Cellular Cytoskeletal Visualization on Titanium

Cells were seeded on titanium discs (n = 648) at a concentration of 10⁴ cells/well in a 48-well plate (BD, Milan Italy) and then kept in growth condition. After 20 min, 24 h and 72 h (T0, T1, T2), the titanium specimens were washed in Phosphate Buffer Saline (PBS) and then the cells were fixed with 4% paraformaldehyde (PFA) in PBS for 15 min.

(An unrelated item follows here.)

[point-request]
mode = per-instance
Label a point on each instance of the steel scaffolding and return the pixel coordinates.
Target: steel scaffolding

After two washes with PBS, cells were permeabilized with 0.1% Triton X-100 (Sigma-Aldrich) in PBS. Following the manufacturer’s protocol, cells were stained with Rodhamine-Phalloidin (Life Technologies) and 1 uM 4′,6-diamidino-2-phenylindole (Dapi, Life Technologies) to respectively detect the cytoskeleton and the nuclei [45 (link),46 (link)]. Image acquisition was made recurring to a Nikon Eclipse Ti-E microscope with 40X objective (Plan Fluor Nikon) [47 (link)]. Image analysis [48 (link),49 (link),50 (link)] was performed using ImageJ software (ImageJ, U.S. National Institutes of Health, Bethesda, MA, USA, http://imagej.nih.gov/ij/).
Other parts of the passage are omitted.